Os trabalhadores mais jovens estão a resistir a salários mais elevados do que quando a pandemia começou, mesmo num mercado de trabalho com elevado desemprego e menos ofertas de emprego, de acordo com um novo relatório do Federal Reserve Bank de Nova Iorque. 

Na pesquisa, realizada pelo Fed de Nova York a cada quatro meses, pessoas com menos de 45 anos disseram que o salário mínimo que aceitariam para um novo emprego subiu 10%. entre março e julho, subindo para uma média de US$ 68.655 – o valor mais alto desde pelo menos 2014, mostrou o relatório divulgado na segunda-feira. Em contraste, os trabalhadores com mais de 45 anos exigiram um chamado “salário de reserva” ligeiramente mais baixo, com uma média de 60.168 dólares em Julho, em comparação com 61.261 dólares em Março.

Embora o aumento possa parecer contra-intuitivo, pode reflectir a relutância das pessoas que ainda têm emprego em fazer uma mudança num mercado de trabalho incerto, disse Heidi Shierholz, economista do think tank Economic Policy Institute e antiga economista-chefe do Departamento do Trabalho dos EUA no governo do presidente Barack Obama. Outro factor possível é o risco aumentado de trabalhar durante uma pandemia, especialmente para os trabalhadores mais jovens que têm profissões que exigem contacto social intenso. 

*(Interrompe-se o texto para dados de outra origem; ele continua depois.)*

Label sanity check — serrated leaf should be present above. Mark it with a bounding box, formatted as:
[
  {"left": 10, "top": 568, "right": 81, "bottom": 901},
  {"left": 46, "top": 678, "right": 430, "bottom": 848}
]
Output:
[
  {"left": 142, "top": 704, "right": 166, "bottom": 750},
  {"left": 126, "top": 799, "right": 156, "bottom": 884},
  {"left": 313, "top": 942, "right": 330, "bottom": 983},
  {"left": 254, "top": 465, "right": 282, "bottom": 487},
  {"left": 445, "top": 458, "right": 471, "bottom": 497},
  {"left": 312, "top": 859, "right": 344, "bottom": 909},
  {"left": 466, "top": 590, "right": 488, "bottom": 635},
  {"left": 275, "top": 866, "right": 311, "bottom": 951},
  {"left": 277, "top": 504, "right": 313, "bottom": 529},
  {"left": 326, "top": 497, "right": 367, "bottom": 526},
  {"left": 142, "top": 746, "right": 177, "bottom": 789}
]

“Se você está desempregado, seu salário de reserva provavelmente não cairá tanto se os empregos se tornarem, de repente, muito mais perigosos do que eram antes”, disse Shierholz. 

Entre os trabalhadores que tinham emprego em março, 10,5% estavam desempregados em julho. Os trabalhadores com mais de 45 anos foram os mais atingidos, com 11,8% a declararem estar desempregados, em comparação com 9,5% dos seus homólogos mais jovens. E apenas 13,5% dos trabalhadores relataram ter recebido pelo menos uma oferta de emprego nos últimos quatro meses, abaixo dos mais de 19% em março.